Veering between horror and humor, the film gets darker than "This Is Us" would ever be allowed to go on network television, says Luhrssen. But "Life Itself" reflects our need to comprehend our darkest times. "We are a narrative-creating species because it helps us navigate through a reality that's incomprehensible at times."
Although the box office numbers don't reflect a promising outlook for Amazon Studios, the reality is that audiences should expect many more of its self-distributed films in future.

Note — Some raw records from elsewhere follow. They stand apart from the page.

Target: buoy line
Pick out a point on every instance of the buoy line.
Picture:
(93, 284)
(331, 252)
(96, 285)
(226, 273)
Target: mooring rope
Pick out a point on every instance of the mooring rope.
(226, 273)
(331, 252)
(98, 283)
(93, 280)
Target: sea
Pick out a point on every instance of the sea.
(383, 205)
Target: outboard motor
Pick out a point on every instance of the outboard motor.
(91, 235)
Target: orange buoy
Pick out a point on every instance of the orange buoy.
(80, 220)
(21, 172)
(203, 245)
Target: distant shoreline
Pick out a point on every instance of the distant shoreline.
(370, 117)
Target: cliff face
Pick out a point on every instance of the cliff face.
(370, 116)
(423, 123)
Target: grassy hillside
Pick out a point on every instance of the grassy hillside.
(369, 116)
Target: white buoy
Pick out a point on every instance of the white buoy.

What started as a company buying art-house films at Sundance for distribution (such as the Oscar-winning "Manchester by the Sea" and "The Big Sick"), Amazon Studios intends to shift its focus to more commercial projects that will reach a wider audience.
"Amazon has become this gigantic entity, its tentacles wrapped around the globe ever more tightly, and why should we be surprised that they'd be interested in filmmaking?" — Dave Luhrssen
While "Life Itself" isn't Amazon's first film to appear in theaters, it can be considered the company's first large-scale attempt to bring in mass audiences that follow shows like "This Is Us" into the movie theaters. Starting with Spike Lee's "Chi-Raq" in 2015, Amazon has released Woody Allen’s “Wonder Wheel,” Lynne Ramsay’s “You Were Never Really Here,” and Gus Van Sant's "Don’t Worry, He Won’t Get Far on Foot" in theaters.
Luhrssen says this cross-marketing experience isn't new to the film industry, though it may seem like there is a rise in streaming content across multiple platforms like Netflix and Hulu.
"I think Amazon, maybe because of what they are, they are uniquely situated to take advantage of all of this," he says. "It's not unprecedented, because as far back as the 1970s, the old Hollywood studios were mostly purchased by transnational corporations that had nothing to do with the entertainment business."
"The idea of film as an art form was there from very early on, but also the idea of film as show business was there right from the get-go," Luhrssen adds.
As distributing platforms fight between the balance of quality and quantity, "[Amazon] certainly does want to make a good impression by hiring the best," with the goal to extend its reach far beyond those cardboard boxes at your doorstep, says Luhrssen.
"Amazon has become this gigantic entity, its tentacles wrapped around the globe ever more tightly, and why should we be surprised that they'd be interested in filmmaking?" says Luhrssen.